About the Centers Main Street Overlay Zone
Council created the m-overlay in 2018 as part of a larger zoning code update. Commissioners and planners recognized that on certain core neighborhood streets developers should be required to design projects that encourage active use. The purpose statement of the m-overlay zone reads:
The Centers Main Street overlay zone encourages a mix of commercial, residential and employment uses on the key main streets within town centers and neighborhood centers identified in the Comprehensive Plan. The regulations are intended to encourage a continuous area of shops and services, create a safe and pleasant pedestrian environment, minimize conflicts between vehicles and pedestrians, support hubs of community activity, and foster a dense, urban environment with development intensities that are supportive of transit.

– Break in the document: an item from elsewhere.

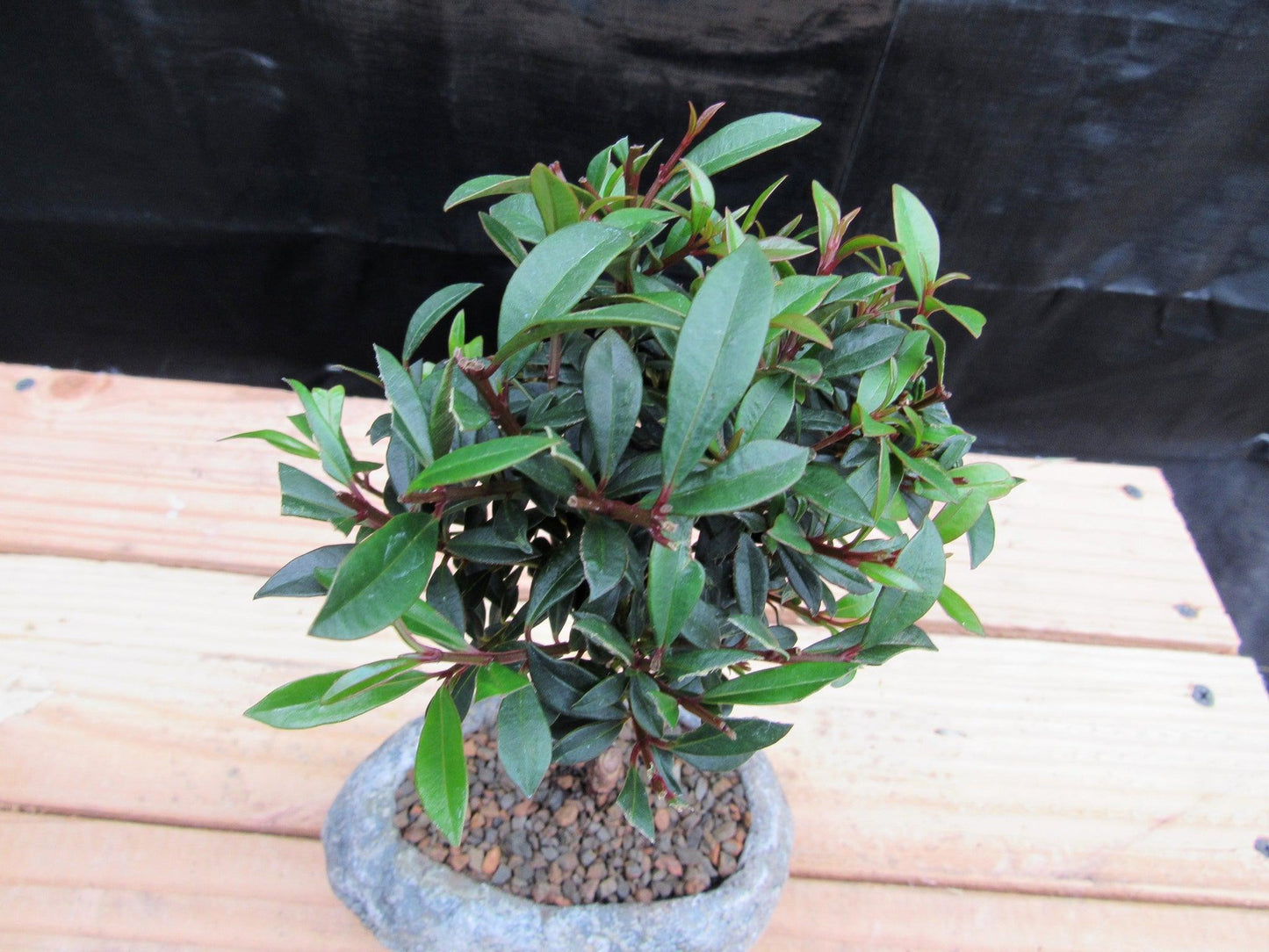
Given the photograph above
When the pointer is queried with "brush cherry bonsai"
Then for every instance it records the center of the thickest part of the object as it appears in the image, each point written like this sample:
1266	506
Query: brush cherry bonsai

In the case that Overlook has appealed, the developer wants to include less active use in order to fit more residential units on the ground floor. Planners allowed a reduction of the active use requirement from 25 percent to 20 percent. The developer originally had sought 14 percent. This is still several hundred square feet short, enough to be the difference for the feasibility of many potential active uses. The land use decision is available here.
Like the Overlook Neighborhood, you probably want to see active use prioritized in your neighborhood town centers. Main streets that enable residents and visitors to walk and interact make for a more livable, vibrant environment for everyone. We believe the code is clear that 25 percent is a minimum. Ideally, developers would even exceed this to better meet the goals of the code.
Thank you for considering our request and for all your work to make your neighborhood a vibrant, community-oriented place to live and do business.